Relatório expõe problemas na UTI do Into administrada pela Fundhacre

O Sindicato dos Médicos do Acre (Sindmed-AC) divulgou um relatório técnico apontando uma série de problemas na Unidade de Terapia Intensiva (UTI) do Instituto de Traumatologia e Ortopedia (Into), serviço que funciona sob responsabilidade da Fundação Hospitalar do Acre (Fundhacre). Conforme o documento, a situação resultou na redução da capacidade de atendimento da unidade e pode comprometer a assistência prestada aos pacientes.

A inspeção foi realizada no dia 10 de julho pelos médicos Katia Fernanda Constância e Osvaldo de Sousa Leal Junior. Durante a visita, foram identificadas dificuldades para manter completas as escalas de profissionais, especialmente nas equipes de fisioterapia, além de falhas no abastecimento de medicamentos, materiais hospitalares e equipamentos.

Segundo o relatório, o problema mais grave envolve a ausência de fisioterapeutas. Desde o início de julho, a unidade não consegue preencher integralmente a escala desses profissionais, mesmo com a realização de convocações emergenciais e pagamento de plantões extras. A consequência foi a desativação de sete leitos, reduzindo a capacidade da UTI de 17 para apenas 10 vagas.

O documento também registra falta de medicamentos, incluindo antibióticos, além de restrições no uso de alguns fármacos por causa do baixo estoque. A escassez de materiais básicos, como máscaras, lençóis, capotes e cobertores, também foi mencionada pelos profissionais ouvidos durante a inspeção.

Na área de apoio diagnóstico, os médicos relataram demora para a realização e liberação de exames laboratoriais, além de problemas em equipamentos utilizados para exames de imagem, o que teria impactado a rotina de atendimento aos pacientes internados.

Outro ponto destacado pelo Sindmed-AC diz respeito às dificuldades administrativas envolvendo a gestão da unidade. O relatório afirma que indefinições sobre a responsabilidade pela manutenção e substituição de equipamentos contribuíram para atrasar soluções de problemas estruturais.

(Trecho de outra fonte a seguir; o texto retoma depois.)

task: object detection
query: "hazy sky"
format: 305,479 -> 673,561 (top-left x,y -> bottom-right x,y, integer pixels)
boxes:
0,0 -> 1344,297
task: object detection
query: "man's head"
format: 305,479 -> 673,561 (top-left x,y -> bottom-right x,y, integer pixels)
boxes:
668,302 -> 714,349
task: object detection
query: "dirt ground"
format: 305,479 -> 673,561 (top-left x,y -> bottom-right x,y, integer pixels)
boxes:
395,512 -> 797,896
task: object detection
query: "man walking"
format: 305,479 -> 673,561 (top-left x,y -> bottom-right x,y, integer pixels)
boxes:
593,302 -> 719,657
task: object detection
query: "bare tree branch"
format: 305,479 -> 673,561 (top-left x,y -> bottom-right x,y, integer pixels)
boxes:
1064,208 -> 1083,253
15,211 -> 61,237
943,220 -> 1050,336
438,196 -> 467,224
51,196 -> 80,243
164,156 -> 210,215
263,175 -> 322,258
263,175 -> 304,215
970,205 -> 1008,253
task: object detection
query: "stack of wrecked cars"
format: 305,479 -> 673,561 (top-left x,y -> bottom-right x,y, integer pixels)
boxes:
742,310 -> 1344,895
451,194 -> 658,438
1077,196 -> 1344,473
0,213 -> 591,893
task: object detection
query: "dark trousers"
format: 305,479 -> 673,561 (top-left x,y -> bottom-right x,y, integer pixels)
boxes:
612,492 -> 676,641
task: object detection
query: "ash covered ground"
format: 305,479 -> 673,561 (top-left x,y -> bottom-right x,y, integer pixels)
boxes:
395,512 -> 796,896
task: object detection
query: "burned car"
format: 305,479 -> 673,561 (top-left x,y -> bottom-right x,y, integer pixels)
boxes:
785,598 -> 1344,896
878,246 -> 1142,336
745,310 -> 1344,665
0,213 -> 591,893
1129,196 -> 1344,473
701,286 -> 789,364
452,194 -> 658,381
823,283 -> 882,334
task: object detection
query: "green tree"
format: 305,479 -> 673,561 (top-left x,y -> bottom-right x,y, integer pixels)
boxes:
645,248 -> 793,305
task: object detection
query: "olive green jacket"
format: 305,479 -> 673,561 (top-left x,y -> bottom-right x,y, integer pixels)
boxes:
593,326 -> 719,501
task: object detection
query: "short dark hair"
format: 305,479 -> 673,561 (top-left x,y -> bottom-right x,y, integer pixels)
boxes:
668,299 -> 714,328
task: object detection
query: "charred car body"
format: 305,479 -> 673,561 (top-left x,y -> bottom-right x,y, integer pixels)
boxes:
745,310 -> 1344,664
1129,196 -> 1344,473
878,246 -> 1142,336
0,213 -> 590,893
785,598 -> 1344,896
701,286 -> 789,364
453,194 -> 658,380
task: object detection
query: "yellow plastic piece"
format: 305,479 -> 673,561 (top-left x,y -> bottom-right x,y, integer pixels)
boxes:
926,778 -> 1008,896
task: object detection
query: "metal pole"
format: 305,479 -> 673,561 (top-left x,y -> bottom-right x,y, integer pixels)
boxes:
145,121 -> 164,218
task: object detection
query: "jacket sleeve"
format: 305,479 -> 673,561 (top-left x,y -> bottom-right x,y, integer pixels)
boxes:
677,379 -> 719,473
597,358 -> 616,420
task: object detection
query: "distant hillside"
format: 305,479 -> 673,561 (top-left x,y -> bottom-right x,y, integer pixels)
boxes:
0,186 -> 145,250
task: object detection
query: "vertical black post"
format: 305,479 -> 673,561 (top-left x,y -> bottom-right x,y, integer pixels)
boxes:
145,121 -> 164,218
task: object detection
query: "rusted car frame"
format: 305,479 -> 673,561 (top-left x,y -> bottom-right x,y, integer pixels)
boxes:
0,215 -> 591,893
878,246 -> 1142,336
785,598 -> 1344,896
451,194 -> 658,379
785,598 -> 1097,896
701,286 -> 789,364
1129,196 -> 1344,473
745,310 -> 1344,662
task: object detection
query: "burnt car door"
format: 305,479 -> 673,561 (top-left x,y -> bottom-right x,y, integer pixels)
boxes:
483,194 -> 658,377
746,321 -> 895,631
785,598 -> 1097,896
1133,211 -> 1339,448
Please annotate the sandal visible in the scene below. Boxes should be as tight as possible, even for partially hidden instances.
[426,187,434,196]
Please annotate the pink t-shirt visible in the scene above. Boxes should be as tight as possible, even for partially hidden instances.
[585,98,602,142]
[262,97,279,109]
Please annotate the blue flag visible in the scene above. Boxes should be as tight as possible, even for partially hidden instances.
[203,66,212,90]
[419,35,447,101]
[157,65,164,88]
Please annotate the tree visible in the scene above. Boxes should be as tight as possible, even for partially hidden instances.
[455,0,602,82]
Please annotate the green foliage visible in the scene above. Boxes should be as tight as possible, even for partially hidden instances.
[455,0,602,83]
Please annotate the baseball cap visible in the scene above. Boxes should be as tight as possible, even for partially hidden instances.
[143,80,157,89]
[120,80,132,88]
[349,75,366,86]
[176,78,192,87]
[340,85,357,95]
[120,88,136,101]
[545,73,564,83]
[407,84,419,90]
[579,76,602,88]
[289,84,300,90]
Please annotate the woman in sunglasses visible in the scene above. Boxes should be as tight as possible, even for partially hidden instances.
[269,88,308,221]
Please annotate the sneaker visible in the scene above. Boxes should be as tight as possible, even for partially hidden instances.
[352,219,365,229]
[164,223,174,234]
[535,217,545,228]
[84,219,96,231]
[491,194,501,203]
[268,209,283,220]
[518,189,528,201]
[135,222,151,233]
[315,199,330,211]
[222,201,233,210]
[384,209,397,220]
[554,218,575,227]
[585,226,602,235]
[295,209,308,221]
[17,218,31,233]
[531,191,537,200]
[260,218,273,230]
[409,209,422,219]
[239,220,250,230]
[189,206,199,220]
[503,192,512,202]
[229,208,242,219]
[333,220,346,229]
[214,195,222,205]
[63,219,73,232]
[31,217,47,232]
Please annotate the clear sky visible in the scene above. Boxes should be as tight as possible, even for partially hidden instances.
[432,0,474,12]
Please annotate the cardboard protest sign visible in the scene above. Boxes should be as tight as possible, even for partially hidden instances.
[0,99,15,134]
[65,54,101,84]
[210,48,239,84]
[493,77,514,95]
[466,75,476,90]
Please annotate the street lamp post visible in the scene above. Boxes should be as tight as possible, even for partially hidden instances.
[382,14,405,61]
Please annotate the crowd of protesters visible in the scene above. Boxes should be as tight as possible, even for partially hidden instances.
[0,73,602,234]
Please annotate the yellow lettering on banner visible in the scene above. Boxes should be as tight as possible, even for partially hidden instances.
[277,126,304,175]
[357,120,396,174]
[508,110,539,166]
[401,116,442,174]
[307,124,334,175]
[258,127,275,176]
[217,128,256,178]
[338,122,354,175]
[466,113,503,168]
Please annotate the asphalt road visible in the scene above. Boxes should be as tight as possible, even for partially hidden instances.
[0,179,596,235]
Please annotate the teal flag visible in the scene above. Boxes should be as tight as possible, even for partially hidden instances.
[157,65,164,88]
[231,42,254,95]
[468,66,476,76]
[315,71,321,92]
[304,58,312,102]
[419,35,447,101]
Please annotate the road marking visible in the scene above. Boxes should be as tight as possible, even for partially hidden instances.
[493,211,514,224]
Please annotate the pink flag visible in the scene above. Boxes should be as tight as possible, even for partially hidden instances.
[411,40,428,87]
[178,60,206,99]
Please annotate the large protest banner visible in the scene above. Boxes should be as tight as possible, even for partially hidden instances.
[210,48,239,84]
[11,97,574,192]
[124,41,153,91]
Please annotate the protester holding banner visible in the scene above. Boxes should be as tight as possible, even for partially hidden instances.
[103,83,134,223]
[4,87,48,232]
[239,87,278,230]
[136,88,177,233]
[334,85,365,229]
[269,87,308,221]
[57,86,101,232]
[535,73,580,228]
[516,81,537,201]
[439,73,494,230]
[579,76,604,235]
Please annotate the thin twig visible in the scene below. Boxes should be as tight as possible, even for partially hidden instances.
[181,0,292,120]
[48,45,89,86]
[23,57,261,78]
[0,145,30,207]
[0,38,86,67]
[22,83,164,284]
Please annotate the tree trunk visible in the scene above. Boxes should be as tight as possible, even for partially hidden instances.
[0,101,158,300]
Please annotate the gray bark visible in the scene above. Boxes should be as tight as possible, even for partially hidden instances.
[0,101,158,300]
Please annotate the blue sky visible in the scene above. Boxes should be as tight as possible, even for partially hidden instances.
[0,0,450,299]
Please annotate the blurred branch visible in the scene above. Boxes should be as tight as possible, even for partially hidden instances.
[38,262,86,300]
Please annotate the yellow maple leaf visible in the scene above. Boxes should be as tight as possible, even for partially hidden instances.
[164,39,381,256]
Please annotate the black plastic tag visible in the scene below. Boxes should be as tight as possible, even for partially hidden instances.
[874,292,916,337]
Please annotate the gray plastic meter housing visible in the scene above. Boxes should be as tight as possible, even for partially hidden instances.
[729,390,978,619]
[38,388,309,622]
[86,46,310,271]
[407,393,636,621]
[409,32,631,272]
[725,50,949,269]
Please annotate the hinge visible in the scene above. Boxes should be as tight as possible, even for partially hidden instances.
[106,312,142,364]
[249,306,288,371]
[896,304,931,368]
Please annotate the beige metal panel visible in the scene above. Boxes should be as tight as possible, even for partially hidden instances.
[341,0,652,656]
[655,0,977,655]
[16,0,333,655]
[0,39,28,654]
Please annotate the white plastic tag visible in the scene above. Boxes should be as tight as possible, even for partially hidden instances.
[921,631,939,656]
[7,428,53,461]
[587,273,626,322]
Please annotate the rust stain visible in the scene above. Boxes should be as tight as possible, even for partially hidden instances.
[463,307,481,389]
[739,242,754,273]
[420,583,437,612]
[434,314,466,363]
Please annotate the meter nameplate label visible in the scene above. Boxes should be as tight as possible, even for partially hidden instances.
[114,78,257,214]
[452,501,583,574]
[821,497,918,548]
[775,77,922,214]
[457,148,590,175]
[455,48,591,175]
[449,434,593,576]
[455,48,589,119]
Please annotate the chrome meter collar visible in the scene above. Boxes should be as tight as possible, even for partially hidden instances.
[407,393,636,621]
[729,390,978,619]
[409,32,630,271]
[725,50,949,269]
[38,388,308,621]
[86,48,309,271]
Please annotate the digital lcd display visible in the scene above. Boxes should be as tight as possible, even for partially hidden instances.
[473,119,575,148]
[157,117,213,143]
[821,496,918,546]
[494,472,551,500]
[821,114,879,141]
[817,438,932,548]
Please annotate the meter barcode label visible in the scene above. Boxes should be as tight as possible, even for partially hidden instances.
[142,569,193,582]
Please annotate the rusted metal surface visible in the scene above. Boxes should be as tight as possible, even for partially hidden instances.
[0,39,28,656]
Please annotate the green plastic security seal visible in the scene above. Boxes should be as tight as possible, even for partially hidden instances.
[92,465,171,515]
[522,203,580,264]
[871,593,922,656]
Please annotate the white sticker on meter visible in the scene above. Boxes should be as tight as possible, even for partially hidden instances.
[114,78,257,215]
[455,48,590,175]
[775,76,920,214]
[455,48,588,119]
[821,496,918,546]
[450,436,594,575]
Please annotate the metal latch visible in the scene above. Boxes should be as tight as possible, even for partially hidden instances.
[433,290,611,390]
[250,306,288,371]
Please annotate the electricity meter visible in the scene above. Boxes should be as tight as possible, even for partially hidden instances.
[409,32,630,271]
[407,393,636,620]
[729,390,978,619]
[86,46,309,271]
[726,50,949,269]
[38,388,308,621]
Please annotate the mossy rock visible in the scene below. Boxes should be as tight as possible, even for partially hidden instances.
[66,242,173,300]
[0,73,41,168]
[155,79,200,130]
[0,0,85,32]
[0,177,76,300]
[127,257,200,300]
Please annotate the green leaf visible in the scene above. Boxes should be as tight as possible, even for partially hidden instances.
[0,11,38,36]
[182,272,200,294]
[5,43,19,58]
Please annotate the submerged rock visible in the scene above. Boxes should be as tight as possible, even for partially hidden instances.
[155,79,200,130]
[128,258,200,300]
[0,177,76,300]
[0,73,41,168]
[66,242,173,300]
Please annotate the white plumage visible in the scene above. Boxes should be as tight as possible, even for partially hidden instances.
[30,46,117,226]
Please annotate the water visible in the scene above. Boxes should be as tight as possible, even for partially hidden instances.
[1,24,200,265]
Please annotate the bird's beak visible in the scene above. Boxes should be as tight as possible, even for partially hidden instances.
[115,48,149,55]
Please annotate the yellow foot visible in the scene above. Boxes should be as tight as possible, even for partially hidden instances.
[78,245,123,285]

Ainda conforme o documento, médicos relataram preocupação com o fluxo de pacientes regulados para a unidade. Casos de infarto estariam sendo encaminhados diretamente para a UTI do Into, quando, na avaliação dos profissionais, o correto seria a estabilização inicial no Pronto-Socorro de Rio Branco. O relatório acrescenta que aproximadamente 75% dos pacientes internados no setor são provenientes do Hospital de Urgência e Emergência de Rio Branco (Huerb).

O sindicato também lembra que a UTI foi implantada inicialmente como estrutura provisória durante a reforma da Fundhacre e permaneceu em funcionamento após a conclusão das obras, utilizando o mesmo Cadastro Nacional de Estabelecimentos de Saúde (CNES).

Ao final da inspeção, o Sindmed-AC conclui que o déficit de profissionais especializados, o fechamento de leitos, a falta de insumos, as limitações estruturais, as falhas no apoio diagnóstico e a dificuldade de acesso a especialistas representam fatores que podem comprometer a qualidade da assistência oferecida aos pacientes.

Embora o relatório mencione dificuldades na interlocução entre órgãos da saúde, a UTI do Into é um serviço administrado pela Fundação Hospital Estadual do Acre (Fundhacre). A unidade integra a estrutura da Fundação, que responde pela gestão e funcionamento do serviço, não sendo uma unidade sob administração direta da Secretaria de Estado de Saúde (Sesacre).